There’s 10 seconds left in the game. You’re down 3, with no timeouts left, so you can’t set up an inbounds play. What do your players do? If you don’t have a play you can call from the sideline for a quick three, they’ll just come down the court and heave up a low percentage shot. That’s why you need to practice situations, so that when it comes time for the real game, your players already know what to do.
This very simple play is a favorite of mine, but I would only recommend running it if you have a player who makes good decisions with
the basketball coming off the pick and roll. Set up with your primary ballhandler just over halfcourt on the right side of the court, and your best three point shooter on the right wing, foul line extended. The last player should be setup just over halfcourt on the left side – you want this player to be a knockdown shooter, but also one of your best screeners.

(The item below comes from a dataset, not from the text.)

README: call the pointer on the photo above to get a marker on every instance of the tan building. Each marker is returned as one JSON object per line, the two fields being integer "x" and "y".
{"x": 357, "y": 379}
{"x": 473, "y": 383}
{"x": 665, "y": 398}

The ball handler will dribble towards the right wing, and your wing will set a pick on the ballhandler’s defender. The ballhandler will misdirect inside and use the screen to the outside, coming off hard and looking to take the three pointer if there is no switch or hedge by the screener’s defender.
Meanwhile the last player, post, will come down and set a side screen on the wing’s defender, allowing the wing to rub off that screen and curl up with their hands ready at the top of the key. As a last option, the post can do a couple things. If the neither the ballhandler nor the wing had an open shot, the big man can try to free them up with another pick; they can flash to three point line looking to shoot; or even flash to the basket to try and score the quick two points.
Your two other players, the other wing and post, can simply downscreen and exchange to keep their defenders occupied, but they are not primary options in this play.
- Remember that screeners should always set the screen with their back pointing the direction the screenee is going to be running
- Try running this as a drill with just three players, letting them get a feel for the decision making. Then make it three vs. two. Three vs. three. And finally, when they’ve got the hang of that, they can practice it five vs. five.